The concepts disclosed herein may be applied within a number of different devices and computer systems, including, for example, general-purpose computing systems, speech processing systems, and distributed computing environments.

The above aspects of the present disclosure are meant to be illustrative. They were chosen to explain the principles and application of the disclosure and are not intended to be exhaustive or to limit the disclosure. Many modifications and variations of the disclosed aspects may be apparent to those of skill in the art. Persons having ordinary skill in the field of computers and speech processing should recognize that components and process steps described herein may be interchangeable with other components or steps, or combinations of components or steps, and still achieve the benefits and advantages of the present disclosure. Moreover, it should be apparent to one skilled in the art, that the disclosure may be practiced without some or all of the specific details and steps disclosed herein. Further, unless expressly stated to the contrary, features/operations/components, etc. from one embodiment discussed herein may be combined with features/operations/components, etc. from another embodiment discussed herein.

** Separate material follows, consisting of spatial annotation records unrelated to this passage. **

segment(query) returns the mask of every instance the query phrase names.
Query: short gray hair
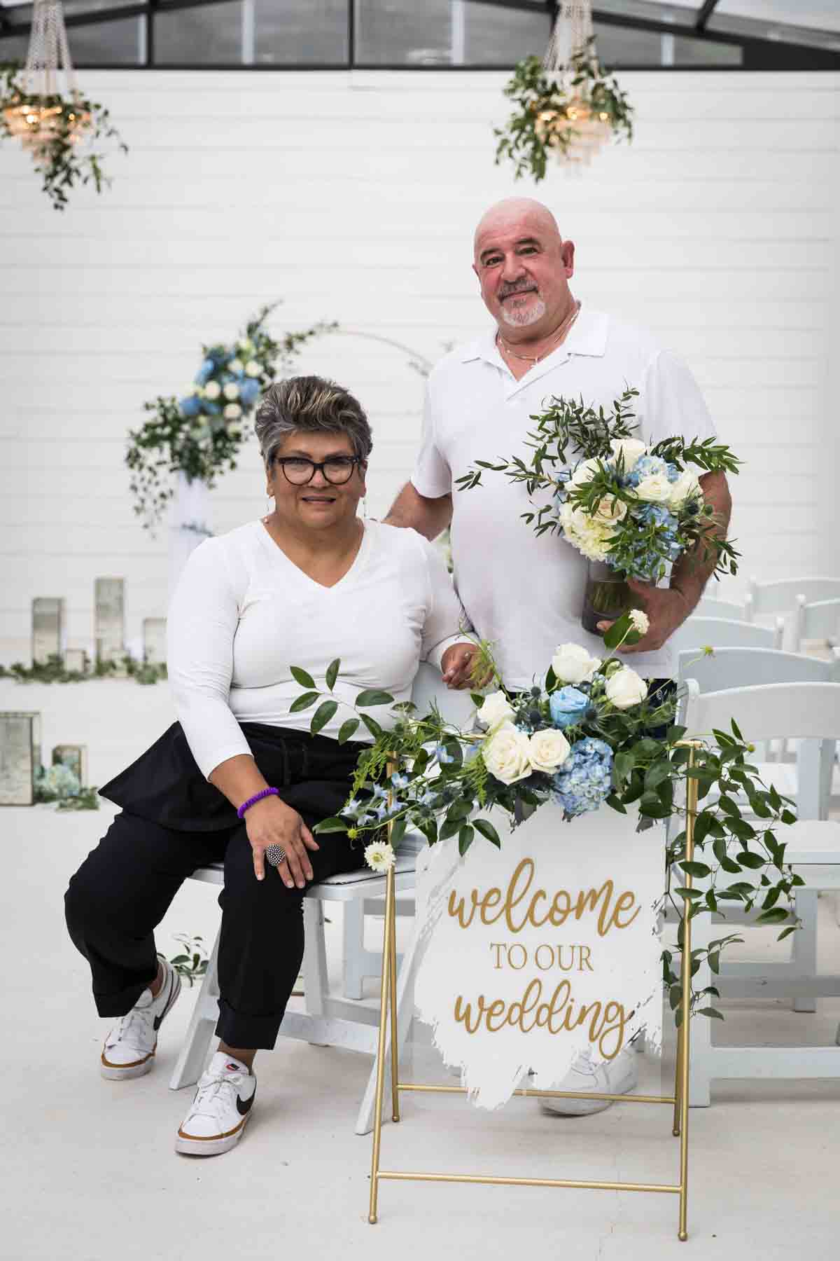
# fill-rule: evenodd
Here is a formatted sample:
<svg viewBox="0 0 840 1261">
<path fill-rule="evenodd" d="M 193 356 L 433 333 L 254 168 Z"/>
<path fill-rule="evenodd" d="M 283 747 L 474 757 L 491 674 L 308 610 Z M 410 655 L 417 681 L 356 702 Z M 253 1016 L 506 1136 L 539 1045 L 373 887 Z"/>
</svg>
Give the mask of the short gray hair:
<svg viewBox="0 0 840 1261">
<path fill-rule="evenodd" d="M 360 460 L 366 460 L 373 450 L 361 404 L 326 377 L 287 377 L 268 386 L 253 427 L 266 468 L 293 433 L 346 434 L 353 454 Z"/>
</svg>

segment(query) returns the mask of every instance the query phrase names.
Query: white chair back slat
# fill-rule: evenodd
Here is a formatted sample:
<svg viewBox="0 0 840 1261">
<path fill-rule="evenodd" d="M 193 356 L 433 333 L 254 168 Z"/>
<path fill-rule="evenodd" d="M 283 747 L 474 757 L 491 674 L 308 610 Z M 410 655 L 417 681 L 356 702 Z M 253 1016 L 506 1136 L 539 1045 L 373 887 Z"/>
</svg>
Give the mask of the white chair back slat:
<svg viewBox="0 0 840 1261">
<path fill-rule="evenodd" d="M 694 613 L 700 618 L 728 618 L 730 622 L 752 622 L 753 608 L 749 596 L 743 604 L 732 600 L 715 600 L 704 595 L 696 605 Z"/>
<path fill-rule="evenodd" d="M 791 613 L 800 595 L 806 604 L 840 600 L 840 578 L 783 578 L 776 583 L 759 583 L 751 578 L 749 594 L 754 617 Z"/>
<path fill-rule="evenodd" d="M 785 623 L 776 619 L 772 628 L 758 627 L 752 622 L 734 622 L 730 618 L 707 618 L 693 614 L 671 636 L 669 643 L 678 652 L 689 648 L 767 648 L 780 649 Z"/>
<path fill-rule="evenodd" d="M 809 604 L 805 596 L 800 595 L 791 614 L 791 623 L 792 633 L 788 637 L 791 652 L 801 652 L 806 639 L 822 639 L 834 647 L 840 639 L 840 599 Z"/>
<path fill-rule="evenodd" d="M 771 648 L 715 648 L 710 656 L 679 654 L 679 677 L 696 678 L 701 692 L 764 683 L 840 683 L 840 657 L 820 661 Z"/>
<path fill-rule="evenodd" d="M 701 692 L 686 680 L 681 723 L 689 736 L 730 730 L 734 718 L 746 740 L 836 740 L 840 738 L 840 683 L 763 683 Z"/>
</svg>

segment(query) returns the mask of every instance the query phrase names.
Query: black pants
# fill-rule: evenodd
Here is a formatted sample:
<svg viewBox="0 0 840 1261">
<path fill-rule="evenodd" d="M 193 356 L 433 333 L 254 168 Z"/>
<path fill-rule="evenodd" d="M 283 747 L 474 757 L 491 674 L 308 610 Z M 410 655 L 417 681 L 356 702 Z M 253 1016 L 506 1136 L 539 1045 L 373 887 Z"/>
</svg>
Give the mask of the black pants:
<svg viewBox="0 0 840 1261">
<path fill-rule="evenodd" d="M 310 763 L 324 747 L 336 750 L 331 765 L 321 759 L 319 767 L 321 774 L 329 773 L 329 782 L 301 782 L 293 769 L 286 776 L 291 783 L 282 796 L 312 826 L 340 807 L 350 787 L 355 754 L 322 736 L 304 740 Z M 296 744 L 300 747 L 300 736 Z M 319 810 L 321 797 L 324 807 Z M 288 889 L 268 864 L 264 880 L 257 880 L 244 823 L 238 822 L 232 808 L 230 815 L 229 826 L 185 831 L 123 810 L 71 879 L 64 899 L 67 926 L 91 965 L 101 1016 L 125 1015 L 155 979 L 154 929 L 183 881 L 196 868 L 224 863 L 215 1031 L 229 1047 L 275 1045 L 304 958 L 305 890 Z M 315 881 L 363 865 L 361 846 L 356 842 L 354 849 L 344 832 L 327 832 L 316 840 L 320 847 L 309 851 Z"/>
</svg>

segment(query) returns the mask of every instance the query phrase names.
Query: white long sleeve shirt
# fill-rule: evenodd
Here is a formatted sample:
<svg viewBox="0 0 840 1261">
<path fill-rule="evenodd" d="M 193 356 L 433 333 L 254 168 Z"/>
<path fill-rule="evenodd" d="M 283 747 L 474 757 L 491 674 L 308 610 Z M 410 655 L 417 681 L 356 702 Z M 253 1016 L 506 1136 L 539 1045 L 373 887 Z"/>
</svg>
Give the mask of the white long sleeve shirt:
<svg viewBox="0 0 840 1261">
<path fill-rule="evenodd" d="M 326 691 L 326 668 L 341 660 L 335 697 L 368 687 L 411 699 L 421 660 L 437 666 L 468 625 L 443 560 L 413 530 L 365 521 L 353 565 L 335 586 L 309 578 L 262 521 L 205 540 L 190 555 L 167 619 L 167 670 L 176 712 L 207 777 L 249 753 L 239 723 L 309 731 L 314 709 L 290 714 L 304 687 L 301 666 Z M 388 706 L 369 710 L 393 725 Z M 338 735 L 346 704 L 322 729 Z M 370 739 L 360 726 L 354 739 Z"/>
</svg>

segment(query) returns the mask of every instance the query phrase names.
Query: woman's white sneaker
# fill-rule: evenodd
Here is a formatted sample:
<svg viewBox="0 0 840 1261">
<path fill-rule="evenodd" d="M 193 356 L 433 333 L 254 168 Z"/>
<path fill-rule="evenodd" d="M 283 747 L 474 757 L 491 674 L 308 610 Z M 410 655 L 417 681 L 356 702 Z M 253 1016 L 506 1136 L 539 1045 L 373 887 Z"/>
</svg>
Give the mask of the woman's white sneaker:
<svg viewBox="0 0 840 1261">
<path fill-rule="evenodd" d="M 593 1064 L 588 1053 L 578 1055 L 563 1081 L 557 1082 L 552 1090 L 627 1095 L 636 1086 L 639 1086 L 636 1052 L 632 1047 L 627 1047 L 620 1050 L 615 1059 L 608 1059 L 603 1064 Z M 539 1106 L 544 1112 L 553 1112 L 555 1116 L 591 1116 L 593 1112 L 603 1112 L 611 1102 L 612 1100 L 540 1098 Z"/>
<path fill-rule="evenodd" d="M 142 1077 L 152 1069 L 157 1030 L 181 992 L 181 979 L 175 968 L 162 955 L 157 958 L 164 967 L 160 990 L 154 996 L 151 990 L 144 990 L 131 1011 L 120 1018 L 118 1024 L 105 1039 L 101 1072 L 110 1081 Z"/>
<path fill-rule="evenodd" d="M 236 1148 L 251 1116 L 257 1078 L 239 1059 L 217 1050 L 175 1139 L 186 1156 L 220 1156 Z"/>
</svg>

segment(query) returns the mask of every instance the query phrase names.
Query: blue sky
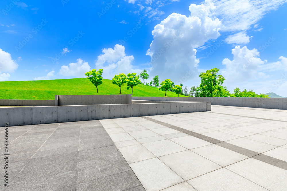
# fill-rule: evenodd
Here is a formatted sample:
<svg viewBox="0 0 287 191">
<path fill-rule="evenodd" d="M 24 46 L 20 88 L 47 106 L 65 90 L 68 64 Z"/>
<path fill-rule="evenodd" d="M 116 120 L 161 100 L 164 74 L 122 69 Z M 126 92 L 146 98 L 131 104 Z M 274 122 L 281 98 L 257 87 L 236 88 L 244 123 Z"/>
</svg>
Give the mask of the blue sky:
<svg viewBox="0 0 287 191">
<path fill-rule="evenodd" d="M 158 75 L 189 88 L 216 67 L 231 92 L 287 97 L 286 2 L 3 0 L 0 81 L 83 77 L 99 68 L 111 79 L 146 69 L 149 82 Z"/>
</svg>

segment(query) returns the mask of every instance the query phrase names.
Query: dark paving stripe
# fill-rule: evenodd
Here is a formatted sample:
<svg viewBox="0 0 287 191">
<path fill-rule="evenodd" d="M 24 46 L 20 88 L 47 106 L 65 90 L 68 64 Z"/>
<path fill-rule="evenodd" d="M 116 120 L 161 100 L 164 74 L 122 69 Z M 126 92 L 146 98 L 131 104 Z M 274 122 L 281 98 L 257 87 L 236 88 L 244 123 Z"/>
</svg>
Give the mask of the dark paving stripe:
<svg viewBox="0 0 287 191">
<path fill-rule="evenodd" d="M 255 156 L 252 157 L 287 170 L 287 162 L 284 161 L 262 154 Z"/>
<path fill-rule="evenodd" d="M 253 151 L 251 151 L 240 147 L 234 145 L 226 142 L 223 141 L 216 139 L 208 137 L 201 134 L 195 133 L 189 130 L 181 128 L 170 124 L 162 122 L 156 119 L 150 118 L 148 117 L 142 117 L 142 118 L 160 124 L 167 127 L 169 127 L 175 130 L 177 130 L 191 136 L 196 137 L 208 142 L 215 144 L 218 146 L 224 147 L 238 153 L 241 154 L 249 157 L 251 157 L 258 160 L 268 163 L 269 164 L 282 168 L 287 170 L 287 162 L 269 157 L 262 154 L 260 154 Z"/>
<path fill-rule="evenodd" d="M 232 114 L 228 114 L 227 113 L 217 113 L 215 112 L 212 112 L 212 111 L 207 111 L 206 112 L 209 112 L 212 113 L 216 113 L 216 114 L 221 114 L 223 115 L 232 115 L 232 116 L 237 116 L 239 117 L 247 117 L 248 118 L 253 118 L 255 119 L 263 119 L 264 120 L 268 120 L 268 121 L 280 121 L 281 122 L 285 122 L 287 123 L 286 121 L 282 121 L 281 120 L 276 120 L 276 119 L 267 119 L 265 118 L 260 118 L 260 117 L 251 117 L 248 116 L 244 116 L 244 115 L 234 115 Z"/>
</svg>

Aspects of the disclosed system may be implemented as a computer method or as an article of manufacture such as a memory device or non-transitory computer readable storage medium. The computer readable storage medium may be readable by a computer and may comprise instructions for causing a computer or other device to perform processes described in the present disclosure. The computer readable storage medium may be implemented by a volatile computer memory, non-volatile computer memory, hard drive, solid-state memory, flash drive, removable disk, and/or other media. In addition, components of system may be implemented as in firmware or hardware.

Conditional language used herein, such as, among others, “can,” “could,” “might,” “may,” “e.g.,” and the like, unless specifically stated otherwise, or otherwise understood within the context as used, is generally intended to convey that certain embodiments include, while other embodiments do not include, certain features, elements and/or steps. Thus, such conditional language is not generally intended to imply that features, elements, and/or steps are in any way required for one or more embodiments or that one or more embodiments necessarily include logic for deciding, with or without other input or prompting, whether these features, elements, and/or steps are included or are to be performed in any particular embodiment. The terms “comprising,” “including,” “having,” and the like are synonymous and are used inclusively, in an open-ended fashion, and do not exclude additional elements, features, acts, operations, and so forth. Also, the term “or” is used in its inclusive sense (and not in its exclusive sense) so that when used, for example, to connect a list of elements, the term “or” means one, some, or all of the elements in the list.

Disjunctive language such as the phrase “at least one of X, Y, Z,” unless specifically stated otherwise, is understood with the context as used in general to present that an item, term, etc., may be either X, Y, or Z, or any combination thereof (e.g., X, Y, and/or Z). Thus, such disjunctive language is not generally intended to, and should not, imply that certain embodiments require at least one of X, at least one of Y, or at least one of Z to each be present.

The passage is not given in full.